An der Puerta del Sol, dem bekanntesten Platz Madrids hat sich unter großen Planen ein selbstorganisiertes Zeltdorf gebildet. Am Rande des Platzes stehen Mülltonnen und Infostände, es gibt eine Essens- und Getränkeausgabe, eine Küche, WCs. Die Leute bringen Essen vorbei, organisiert wird alles von Komitees, die für diese Mobilisierung gegründet wurden. Im Mittelpunkt der Debatten stehen die Kritik an der Sparpolitik der Regierung von José Luís Rodríguez Zapatero sowie konkrete sozialpolitische Forderungen. Am Montag wurde beschlossen, das Protestcamp mindestens noch eine Woche fortzusetzen und die Mobilisierung in die Stadtteile hinein zu tragen. In Barcelona soll das Camp bis in den Juni hinein fortgesetzt werden.
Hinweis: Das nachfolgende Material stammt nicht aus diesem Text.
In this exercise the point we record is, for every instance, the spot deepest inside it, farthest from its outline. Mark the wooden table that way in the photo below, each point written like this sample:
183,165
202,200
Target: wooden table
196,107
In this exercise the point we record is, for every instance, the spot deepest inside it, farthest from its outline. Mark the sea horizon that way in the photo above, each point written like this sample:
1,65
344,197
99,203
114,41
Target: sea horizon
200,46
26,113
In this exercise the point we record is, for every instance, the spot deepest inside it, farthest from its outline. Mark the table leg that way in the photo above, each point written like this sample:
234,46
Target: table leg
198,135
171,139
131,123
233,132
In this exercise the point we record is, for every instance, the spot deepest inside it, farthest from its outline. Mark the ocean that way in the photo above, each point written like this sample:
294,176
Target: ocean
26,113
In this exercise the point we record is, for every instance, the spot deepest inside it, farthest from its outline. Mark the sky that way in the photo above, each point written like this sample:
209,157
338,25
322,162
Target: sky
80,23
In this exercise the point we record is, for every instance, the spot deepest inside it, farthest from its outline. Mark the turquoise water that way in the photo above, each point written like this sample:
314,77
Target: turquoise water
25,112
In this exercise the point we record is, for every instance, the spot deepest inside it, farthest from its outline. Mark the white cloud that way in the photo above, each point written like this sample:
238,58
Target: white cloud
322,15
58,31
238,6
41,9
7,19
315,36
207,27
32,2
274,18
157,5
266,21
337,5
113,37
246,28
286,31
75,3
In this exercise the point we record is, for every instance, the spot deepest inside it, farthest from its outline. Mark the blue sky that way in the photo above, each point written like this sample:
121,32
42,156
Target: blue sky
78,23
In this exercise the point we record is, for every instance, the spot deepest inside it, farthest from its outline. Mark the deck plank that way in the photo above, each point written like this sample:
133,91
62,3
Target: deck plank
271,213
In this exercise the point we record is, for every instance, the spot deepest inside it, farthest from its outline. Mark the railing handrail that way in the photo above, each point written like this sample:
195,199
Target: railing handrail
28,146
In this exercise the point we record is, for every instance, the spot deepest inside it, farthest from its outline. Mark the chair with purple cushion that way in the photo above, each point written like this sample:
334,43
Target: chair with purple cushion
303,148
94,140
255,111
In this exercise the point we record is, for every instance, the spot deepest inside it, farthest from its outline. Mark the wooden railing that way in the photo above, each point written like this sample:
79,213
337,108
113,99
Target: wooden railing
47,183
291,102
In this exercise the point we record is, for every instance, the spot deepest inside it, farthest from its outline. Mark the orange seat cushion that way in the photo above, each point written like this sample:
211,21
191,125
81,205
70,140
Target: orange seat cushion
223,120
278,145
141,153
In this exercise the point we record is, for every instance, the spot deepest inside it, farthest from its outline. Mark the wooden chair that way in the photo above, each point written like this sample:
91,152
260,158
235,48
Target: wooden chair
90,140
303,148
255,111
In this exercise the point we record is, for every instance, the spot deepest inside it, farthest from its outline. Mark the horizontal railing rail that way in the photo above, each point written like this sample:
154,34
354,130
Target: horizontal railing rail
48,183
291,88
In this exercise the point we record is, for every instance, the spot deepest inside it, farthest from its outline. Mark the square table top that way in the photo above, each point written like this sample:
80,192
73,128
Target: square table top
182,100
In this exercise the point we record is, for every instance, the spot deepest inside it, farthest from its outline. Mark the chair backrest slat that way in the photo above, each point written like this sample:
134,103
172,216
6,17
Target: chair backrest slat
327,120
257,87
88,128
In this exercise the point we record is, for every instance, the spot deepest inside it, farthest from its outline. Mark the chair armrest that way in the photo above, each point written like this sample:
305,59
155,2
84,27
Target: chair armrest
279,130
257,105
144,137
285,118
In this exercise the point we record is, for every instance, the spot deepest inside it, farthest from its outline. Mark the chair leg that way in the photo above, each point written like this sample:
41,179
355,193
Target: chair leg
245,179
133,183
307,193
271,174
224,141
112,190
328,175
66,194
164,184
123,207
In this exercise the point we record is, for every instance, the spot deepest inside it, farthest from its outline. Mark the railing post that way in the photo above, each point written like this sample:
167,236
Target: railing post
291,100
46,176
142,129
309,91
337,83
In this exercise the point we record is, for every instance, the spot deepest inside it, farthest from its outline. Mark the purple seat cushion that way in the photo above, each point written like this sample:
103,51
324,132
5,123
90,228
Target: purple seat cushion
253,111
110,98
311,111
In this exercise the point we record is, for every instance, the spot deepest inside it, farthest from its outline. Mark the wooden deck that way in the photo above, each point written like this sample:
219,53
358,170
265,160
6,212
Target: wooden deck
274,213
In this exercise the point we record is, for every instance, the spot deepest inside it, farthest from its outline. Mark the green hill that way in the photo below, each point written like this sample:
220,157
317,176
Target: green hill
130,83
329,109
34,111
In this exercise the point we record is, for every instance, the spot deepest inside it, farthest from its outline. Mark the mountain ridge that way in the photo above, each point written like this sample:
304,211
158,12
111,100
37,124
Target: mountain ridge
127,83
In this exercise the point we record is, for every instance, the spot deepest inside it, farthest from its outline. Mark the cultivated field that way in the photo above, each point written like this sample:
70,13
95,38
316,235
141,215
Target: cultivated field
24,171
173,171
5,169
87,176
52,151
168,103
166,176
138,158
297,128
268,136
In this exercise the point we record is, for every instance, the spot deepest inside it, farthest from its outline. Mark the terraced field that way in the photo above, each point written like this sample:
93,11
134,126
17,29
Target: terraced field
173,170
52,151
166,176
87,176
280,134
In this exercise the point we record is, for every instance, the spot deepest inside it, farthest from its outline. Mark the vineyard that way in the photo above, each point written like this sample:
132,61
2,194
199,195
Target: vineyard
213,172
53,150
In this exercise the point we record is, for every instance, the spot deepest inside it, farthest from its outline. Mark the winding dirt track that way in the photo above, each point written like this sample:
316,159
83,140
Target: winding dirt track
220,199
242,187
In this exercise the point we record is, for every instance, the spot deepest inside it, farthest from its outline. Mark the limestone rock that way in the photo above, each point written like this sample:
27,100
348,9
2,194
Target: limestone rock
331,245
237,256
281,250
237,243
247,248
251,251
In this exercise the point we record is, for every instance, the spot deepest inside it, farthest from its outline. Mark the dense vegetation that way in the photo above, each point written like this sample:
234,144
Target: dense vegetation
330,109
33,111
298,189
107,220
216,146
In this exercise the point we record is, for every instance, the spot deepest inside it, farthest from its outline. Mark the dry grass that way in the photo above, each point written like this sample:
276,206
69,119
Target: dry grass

Die Bewegung, die sich unter dem Motto „Reale Demokratie – Jetzt!“ zusammengefunden hat, entstand vor dreieinhalb Monaten und ist unabhängig von Parteien oder Gewerkschaften. Alles begann mit Diskussionen an den geisteswissenschaftlichen Fakultäten der Universität Complutense in Madrid. „Wir haben eine schwarze Zukunft vor uns, mit wertlosen Universitätsabschlüssen und ohne Zugang zum Arbeitsmarkt“, sagte der Student Olmo Masa im April „El País“, die damals als einzige größere Zeitung darüber berichtete. Am Rande der ersten Demonstration der neuen Jugendbewegung am 5. April befragte „El País“ die Teilnehmenden. Viele berichteten, sie hätten einen Abschluss und arbeiteten bis zu zwölf Stunden am Tag für höchstens 1.000 Euro brutto im Monat. Die meisten wohnen noch bei ihren Eltern, weil sie sich keine eigene Wohnung leisten können. Diese Situation ist nicht neu. Der deregulierte Arbeitsmarkt und das große Ausmaß an Zeitarbeit sind in Spanien schon längst Realität. Bereits 2004 hatte über die Hälfte der Lohnabhängigen unter 29 Jahren einen Zeitvertrag.

Mit der Wirtschaftskrise platzte im Jahr 2008 die spanische Immobilienblase. Zuvor war viel gebaut und zu rasant steigenden Preisen teuer verkauft worden. In Spanien gibt es kaum Mietwohnungen, sondern fast nur Eigentumswohnungen. Nach 2008 sind die Immobilienpreise zwar gesunken, aber wer keine feste Arbeit hat, kann sich nichts kaufen. Die Arbeitslosenquote liegt derzeit bei 21 Prozent. Die Hälfte der spanischen Arbeitslosen ist jünger als 34 Jahre. Die Jugendarbeitslosigkeit liegt doppelt so hoch wie im EU-Durchschnitt. Vor einem Jahr begann die sozialdemokratische Regierung von Zapatero unter dem Druck der EU und der Finanzmärkte mit einer Sparpolitik, die soziale Einschnitte und gleichzeitig Entlastungen für Unternehmen vorsieht. Jetzt müssen die Spanierinnen und Spanier länger für ihre Rente arbeiten gehen. Die Rentenhöhe wurde ebenso gekürzt wie der Lohn der Staatsbediensteten. Die großen sozialdemokratischen Gewerkschaften UGT und CCOO haben nur halbherzig, mit einem symbolischen eintägigen Generalstreik, dagegen protestiert, aber mittlerweile die Heraufsetzung des Rentenalters und die Aushöhlung des Kündigungsschutzes akzeptiert.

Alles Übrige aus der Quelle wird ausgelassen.